Le bâtiment en deux parties : l’ajout au nord est venu s’appuyer sur la partie sud comme le montrent le chainages d’angle en façade est et le décrochement de la ligne de faîtage). Le petit édifice circulaire à l’angle nord-est ne figure pas sur le plan de 1813.
Le logis était bordé d’une douve sur 3 côtés. Il devait exister une cheminée au pignon sud (corbeaux). À l’angle sud-ouest une tour escalier dessert l’étage et les combles.
Deux pavillons ferment la cour ; ils encadraient la grande allée allant vers l’est et Saint-Hilaire.
La chapelle est en bout des dépendances agricoles au nord de la cour et donc orientée.

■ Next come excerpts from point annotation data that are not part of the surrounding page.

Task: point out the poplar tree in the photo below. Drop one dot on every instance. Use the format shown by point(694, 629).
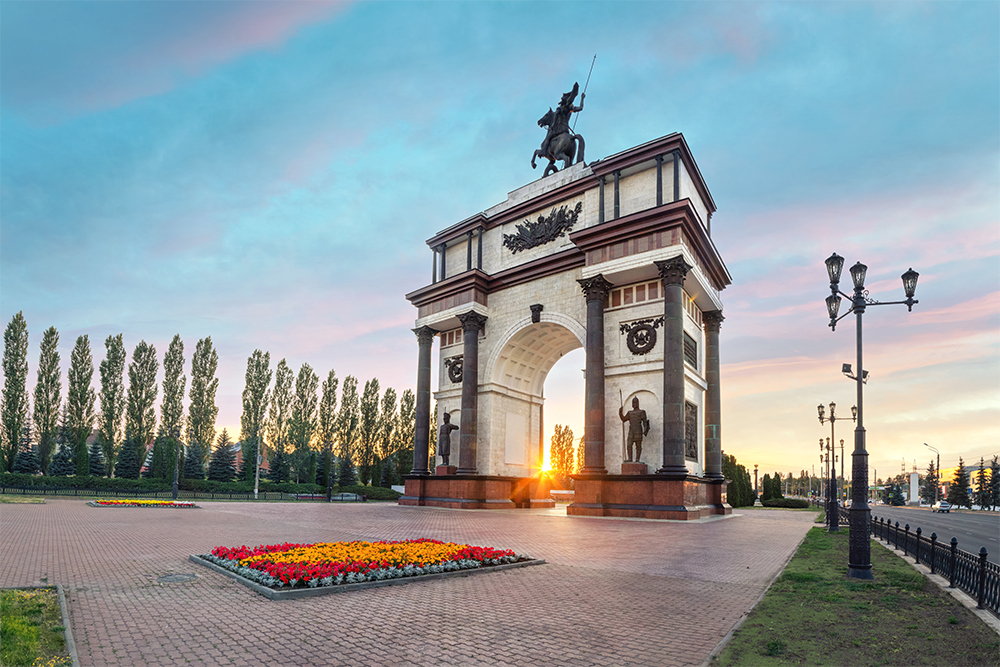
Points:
point(174, 381)
point(14, 402)
point(255, 399)
point(347, 427)
point(303, 421)
point(222, 468)
point(982, 486)
point(140, 413)
point(386, 442)
point(958, 492)
point(279, 415)
point(995, 482)
point(326, 430)
point(80, 400)
point(404, 433)
point(368, 430)
point(112, 399)
point(48, 396)
point(562, 455)
point(202, 410)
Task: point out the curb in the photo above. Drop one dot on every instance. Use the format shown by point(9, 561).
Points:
point(68, 632)
point(297, 593)
point(967, 600)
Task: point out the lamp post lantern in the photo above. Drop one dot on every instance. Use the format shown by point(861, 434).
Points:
point(859, 564)
point(937, 473)
point(833, 495)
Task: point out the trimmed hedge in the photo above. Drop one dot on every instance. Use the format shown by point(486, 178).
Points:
point(792, 503)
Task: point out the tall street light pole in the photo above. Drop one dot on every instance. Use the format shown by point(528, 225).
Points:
point(937, 472)
point(859, 564)
point(834, 494)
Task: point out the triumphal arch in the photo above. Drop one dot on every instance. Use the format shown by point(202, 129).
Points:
point(615, 256)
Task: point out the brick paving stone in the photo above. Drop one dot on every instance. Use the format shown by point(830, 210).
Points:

Il y aurait un chronographe sculpté dans la façade mais caché sous la masse du lierre.
Angot la mentionne « non fondée » avec un dénommé Dulioust comme chapelain en 1763. Elle est pourtant fondée de 100 livres par Anne du Feu en 1720. La même année, son mari, Charles-René de la Broise, augmente de 20 livres la rente pour 4 messes par semaine. La famille de la Broise, originaire de Normandie, avait des alliances à Lanfrières de Montjean et à Soulgé. On retrouve un Claude de la Broise qui rachète le Raiseux en 1803.
Une cloche, sans aucune marque, est déposée dans le logis : la tradition locale veut qu’elle ait été enterrée pendant la Révolution et retrouvée dans un champ il y a quelques décennies.
Trois statuettes en bois en très mauvais état, pourraient représenter saint Étienne, sainte Marguerite et Marie-Madeleine.
À l’époque de la Révolution, le sieur de Raiseux et son frère furent désignés comme suspects et emprisonnés. De sa prison, l’un des deux frères avait adressé à la commission révolutionnaire un paquet cacheté « d’un cachet présentant des signes de féodalité » ; on se hâta de le lui enlever. Perclus et goutteux, il fut enfin relâché, tout en restant soumis à une étroite surveillance, au mois de mars 1795.